You may recall a few months ago when I explained my goal of taking control of my financial future for my businesses and my life. As the second post in my series about money, I want to share a little about how sometimes you have to spend money to make money.
About two years ago I started a small business with a friend. This friend of mine was going to be the laborer and I, the funder. After completing a really big project, we reconciled with the banks, the investors, and each other. What materialized was the realization that the company actually cost us more money then what we had made the previous year. While this was of no surprise to me, it was to my partner. He fully expected the first big project to pay all the bills and leave profit for us to share. Here’s the reality: That’s just not how most small businesses get started.

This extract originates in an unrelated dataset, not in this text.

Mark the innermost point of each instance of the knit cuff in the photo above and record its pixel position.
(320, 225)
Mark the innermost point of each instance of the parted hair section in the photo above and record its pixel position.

The small business of being a basketball official is no different. And each year you invest in your business (being a referee) and in your product (YOU) in hopes of having a positive return. But as you may already know, the return on your investment is not always immediate.
Very rarely do you attend a camp and get hired the first time. Rarely do you get hired in a league and in the first year get all of your camp spending money back in a single season. Most investments should be viewed through a long-term lens. And in my experience, the more money I want to earn the more money (and time) I must invest; however, there comes a time when the spending needs to STOP. So what I encourage you to do at the end of this officiating camp season is really evaluate this one aspect of your business — evaluate your camp spending through a business lens.
Can you honestly evaluate your camp spending? Are you able to look at the camps you attend, both as a clinician and as a camper, to determine if they are truly advancing your officiating business? If not, do you have a mentor who can evaluate it for you? Remember when I wrote about mentors? Maybe you have a financial mentor that can look at your spending through a financial lens.
This August, I want you and/or your mentor to take the time to look at your money and determine if where you spent your money is truly moving your business forward.
Let me know if you make the decision to stop spending money in certain areas OR if you decide you need to spend more money in training. Because remember – it does take money to make money. It just shouldn’t take all your money every year.